O contacto com uma nova cultura fascinou-o a tal ponto que ainda hoje se confessa um apaixonado por tudo o que diga respeito à Alemanha.
Este docente da UBI refere que “as pessoas têm uma actividade cultural e um empenho que não se verifica no povo português”. Factores que “marcam bastante as pessoas que ali se deslocam”. Este professor explica também que uma das coisas que mais o fascinou nos alemães foi o seu sentido de pátria. “Tal como os portugueses, também os alemães estão espalhados por todo o mundo, mas ao contrário de nós, eles cuidam da língua deles e de todo um vasto conjunto de situações que se prende com o seu País. Em Portugal tende-se a ser mais benevolente e descuidado”, refere.
Ainda assim, regressa a Portugal onde tem a família, o emprego e as suas investigações.

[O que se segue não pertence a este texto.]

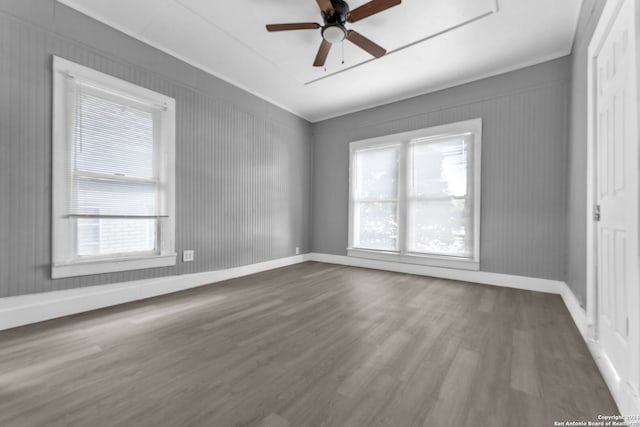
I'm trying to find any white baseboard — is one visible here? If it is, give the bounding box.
[308,253,564,294]
[0,253,563,330]
[0,253,640,415]
[560,284,640,416]
[0,255,307,330]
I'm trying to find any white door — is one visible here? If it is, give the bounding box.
[596,0,640,392]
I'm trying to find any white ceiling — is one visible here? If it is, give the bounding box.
[58,0,582,122]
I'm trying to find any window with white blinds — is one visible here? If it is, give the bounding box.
[52,57,176,277]
[348,119,482,269]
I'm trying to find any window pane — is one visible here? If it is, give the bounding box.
[407,199,473,257]
[77,218,157,256]
[354,202,398,251]
[73,179,158,216]
[76,88,154,178]
[356,147,400,200]
[409,137,469,197]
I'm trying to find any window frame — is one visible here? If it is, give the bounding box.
[51,56,177,279]
[347,118,482,270]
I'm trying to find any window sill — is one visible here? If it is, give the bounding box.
[347,248,480,271]
[51,253,177,279]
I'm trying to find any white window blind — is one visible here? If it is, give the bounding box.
[407,134,474,258]
[53,58,175,277]
[69,83,163,257]
[348,119,482,269]
[354,146,400,251]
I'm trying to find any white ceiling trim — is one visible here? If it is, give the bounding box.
[57,0,582,122]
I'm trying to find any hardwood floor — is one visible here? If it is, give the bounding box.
[0,263,618,427]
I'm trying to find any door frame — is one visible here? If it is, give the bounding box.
[586,0,640,415]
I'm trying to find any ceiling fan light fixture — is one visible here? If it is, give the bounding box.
[322,24,347,44]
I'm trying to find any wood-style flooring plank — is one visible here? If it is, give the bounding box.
[0,262,618,427]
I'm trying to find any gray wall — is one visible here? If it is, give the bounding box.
[312,57,571,280]
[0,0,313,297]
[566,0,605,307]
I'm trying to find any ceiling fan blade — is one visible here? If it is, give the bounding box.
[349,0,402,22]
[267,22,320,31]
[313,39,331,67]
[316,0,333,16]
[347,30,387,58]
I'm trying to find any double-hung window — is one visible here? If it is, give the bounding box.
[348,119,482,269]
[52,57,176,278]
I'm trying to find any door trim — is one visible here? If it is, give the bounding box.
[585,0,640,415]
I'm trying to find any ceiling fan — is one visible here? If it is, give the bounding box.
[267,0,402,67]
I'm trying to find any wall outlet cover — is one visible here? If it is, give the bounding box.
[182,249,196,262]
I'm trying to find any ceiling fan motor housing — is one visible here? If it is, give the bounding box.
[322,0,350,43]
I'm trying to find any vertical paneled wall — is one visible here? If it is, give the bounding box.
[312,58,570,280]
[0,0,312,297]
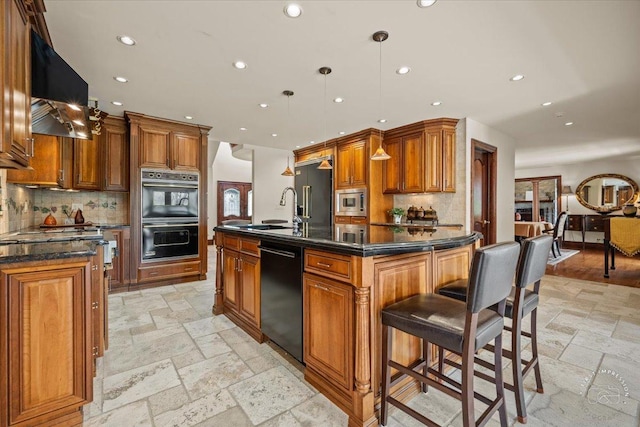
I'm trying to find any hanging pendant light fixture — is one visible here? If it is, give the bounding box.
[280,90,294,176]
[318,67,333,169]
[371,31,391,160]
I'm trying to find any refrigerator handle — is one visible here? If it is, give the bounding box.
[302,185,311,219]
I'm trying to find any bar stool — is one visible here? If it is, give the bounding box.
[380,242,520,427]
[437,235,554,424]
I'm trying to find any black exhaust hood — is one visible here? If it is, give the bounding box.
[31,30,92,139]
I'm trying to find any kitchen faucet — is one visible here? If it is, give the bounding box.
[280,187,302,232]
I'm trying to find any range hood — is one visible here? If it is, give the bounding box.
[31,30,92,139]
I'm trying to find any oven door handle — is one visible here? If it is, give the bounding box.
[142,182,198,190]
[142,224,198,228]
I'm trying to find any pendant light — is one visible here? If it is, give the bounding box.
[318,67,333,169]
[280,90,294,176]
[371,31,391,160]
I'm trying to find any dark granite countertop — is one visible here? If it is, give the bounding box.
[214,224,482,257]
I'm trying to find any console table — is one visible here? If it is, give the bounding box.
[604,217,640,278]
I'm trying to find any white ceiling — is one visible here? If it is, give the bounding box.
[45,0,640,168]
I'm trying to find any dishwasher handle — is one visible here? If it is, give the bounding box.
[258,246,296,258]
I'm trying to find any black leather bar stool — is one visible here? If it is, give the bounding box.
[437,235,554,424]
[380,242,520,427]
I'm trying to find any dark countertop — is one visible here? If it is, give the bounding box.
[214,224,482,257]
[0,239,105,264]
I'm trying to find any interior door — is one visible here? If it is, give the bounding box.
[471,139,497,246]
[217,181,253,225]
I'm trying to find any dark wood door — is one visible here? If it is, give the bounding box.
[217,181,252,225]
[471,139,497,246]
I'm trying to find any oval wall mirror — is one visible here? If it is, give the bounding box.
[576,173,638,214]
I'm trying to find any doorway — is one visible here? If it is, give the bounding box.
[471,139,498,246]
[217,181,253,225]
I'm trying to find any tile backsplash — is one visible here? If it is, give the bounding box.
[0,184,129,232]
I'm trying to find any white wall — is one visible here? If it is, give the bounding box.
[251,146,294,224]
[207,141,255,239]
[461,118,515,242]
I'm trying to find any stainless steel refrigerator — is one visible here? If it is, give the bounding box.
[295,156,333,227]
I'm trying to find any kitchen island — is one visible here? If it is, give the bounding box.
[213,224,481,426]
[0,230,108,426]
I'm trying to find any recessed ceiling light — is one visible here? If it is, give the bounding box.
[116,36,136,46]
[284,3,302,18]
[417,0,436,7]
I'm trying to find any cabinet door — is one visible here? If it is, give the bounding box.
[3,0,33,166]
[425,129,442,191]
[138,126,170,169]
[239,255,260,328]
[404,132,425,193]
[335,145,353,188]
[100,117,129,191]
[222,248,241,312]
[2,262,93,425]
[442,129,456,193]
[7,135,62,186]
[351,141,369,187]
[303,274,353,391]
[73,135,102,190]
[382,137,402,193]
[171,133,200,171]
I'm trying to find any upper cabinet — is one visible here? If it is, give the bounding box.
[382,119,458,194]
[126,112,209,171]
[0,0,33,168]
[334,140,369,189]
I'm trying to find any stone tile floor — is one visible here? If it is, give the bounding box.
[84,254,640,427]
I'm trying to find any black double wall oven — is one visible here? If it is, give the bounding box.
[140,169,199,262]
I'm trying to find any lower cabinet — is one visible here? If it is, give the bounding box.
[0,257,96,426]
[303,273,353,392]
[222,247,262,342]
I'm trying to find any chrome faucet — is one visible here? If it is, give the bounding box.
[280,187,302,232]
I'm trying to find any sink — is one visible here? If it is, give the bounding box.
[232,224,291,230]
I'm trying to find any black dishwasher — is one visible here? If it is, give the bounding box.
[260,241,302,362]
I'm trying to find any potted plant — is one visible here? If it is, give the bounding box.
[387,208,404,224]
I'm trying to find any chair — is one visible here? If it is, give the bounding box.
[543,212,567,258]
[380,242,520,427]
[437,235,553,424]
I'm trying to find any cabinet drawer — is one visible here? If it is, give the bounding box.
[304,250,353,282]
[138,261,200,281]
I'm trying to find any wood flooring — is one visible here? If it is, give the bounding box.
[546,244,640,288]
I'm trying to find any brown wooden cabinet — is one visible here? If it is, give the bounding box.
[303,273,354,392]
[222,234,262,341]
[0,0,33,169]
[0,258,96,425]
[382,119,457,194]
[335,141,369,189]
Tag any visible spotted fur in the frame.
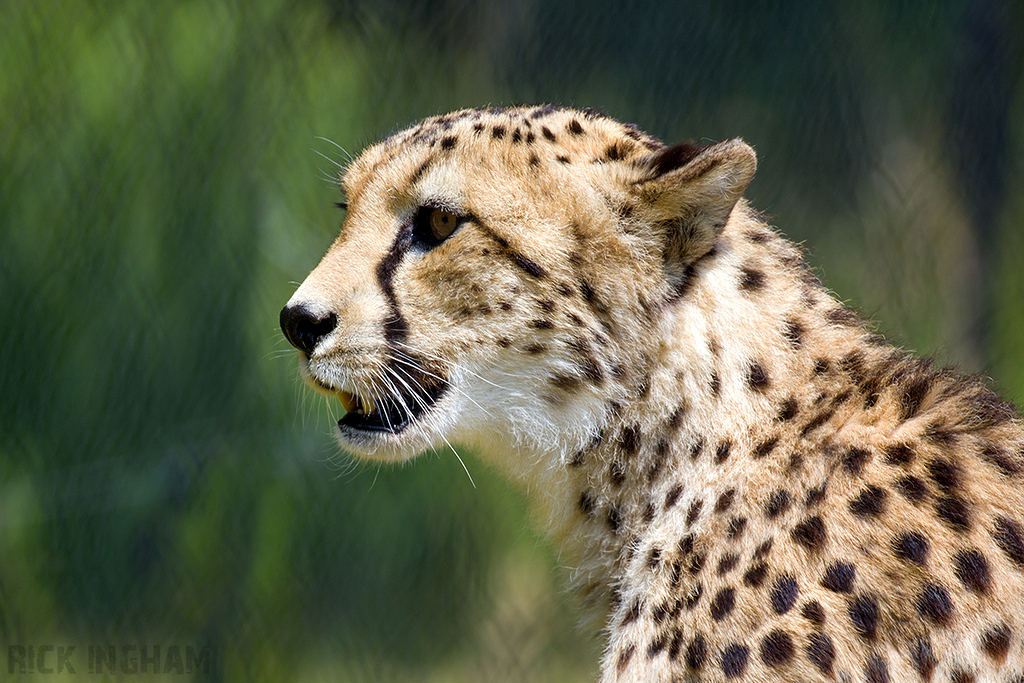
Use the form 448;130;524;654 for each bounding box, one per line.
282;106;1024;683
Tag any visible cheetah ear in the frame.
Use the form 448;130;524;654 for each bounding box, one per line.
636;138;758;261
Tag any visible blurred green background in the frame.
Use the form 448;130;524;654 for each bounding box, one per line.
0;0;1024;682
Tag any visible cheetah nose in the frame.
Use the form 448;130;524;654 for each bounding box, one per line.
281;304;338;354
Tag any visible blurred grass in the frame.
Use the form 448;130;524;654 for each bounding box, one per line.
0;0;1024;682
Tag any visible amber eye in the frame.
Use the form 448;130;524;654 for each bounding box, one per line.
430;209;459;242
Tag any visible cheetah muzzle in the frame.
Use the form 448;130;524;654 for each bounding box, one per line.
281;106;1024;683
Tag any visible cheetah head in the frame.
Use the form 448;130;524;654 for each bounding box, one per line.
281;106;756;461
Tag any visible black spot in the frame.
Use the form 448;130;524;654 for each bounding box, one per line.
640;503;655;524
761;629;793;667
953;548;991;593
918;583;953;625
847;595;879;640
665;483;683;510
893;531;928;566
782;321;807;348
615;645;637;674
669;627;683;659
825;306;860;327
893;476;929;503
910;640;938;681
981;444;1024;477
722;644;750;678
711;587;736;622
580;490;597;517
684;582;703;609
647;633;669;659
765;488;790;519
620;425;640;456
754;436;778;460
685;633;708;671
804;483;827;508
716;553;739;577
777;396;800;422
548;373;585;393
690;436;703;460
646;142;703;177
771;575;800;614
821;561;857;593
743;560;768;588
850;485;887;517
981;624;1012;664
793;515;827;550
746;361;771;393
605;505;623;532
604;142;628;161
992;517;1024;569
842;447;871;476
512;252;548;279
725;517;746;541
620;598;641;626
686;500;703;528
886;443;914;466
864;654;891;683
800;600;825;626
805;633;836;675
739;265;765;292
935;496;971;533
608;460;626;488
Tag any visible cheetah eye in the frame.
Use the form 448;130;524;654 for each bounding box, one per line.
430;209;459;242
413;207;465;249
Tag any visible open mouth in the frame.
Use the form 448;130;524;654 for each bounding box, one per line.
338;368;449;434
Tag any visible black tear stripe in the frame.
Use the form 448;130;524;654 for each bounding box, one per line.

“Depois do doutoramento continuei em Coimbra a dar aulas e fazer algumas investigações”, acrescenta. Entretanto surgiu a oportunidade de vir para a UBI, com a abertura de um lugar para professor catedrático na área da Física. “Concorri e fui colocado. Agora estou aqui e gosto de dar aulas na Covilhã”, refere João da Providência que apostou em vir para a Covilhã logo que o desafio se tornou real. Isto porque “sempre fui muito de conhecer novas pessoas e novos lugares, daí que a vinda para a UBI também tenha a ver com esse espírito”. Embora esta deslocação roube algum tempo à família, “o balanço que faço é bastante positivo”.
Os computadores são outra das grandes paixões de João da Providência. Para este físico, “as máquinas que hoje existem são instrumentos preciosos para o homem”. O docente da UBI refere que tem um gosto especial pela linguagem informática “e pela capacidade do homem poder comunicar com a máquina e tentar adaptar esta às suas necessidades”. Para além de tudo isso, Providência vê também nos computadores actuais, “ferramentas importantíssimas para as investigações do homem”.
No que diz respeito aos tempos livres, “passam acima de tudo por estar com a família e passear”. A natação é uma das actividades de lazer que mais aprecia, assim como a leitura de livros em alemão e “ouvir rádio”.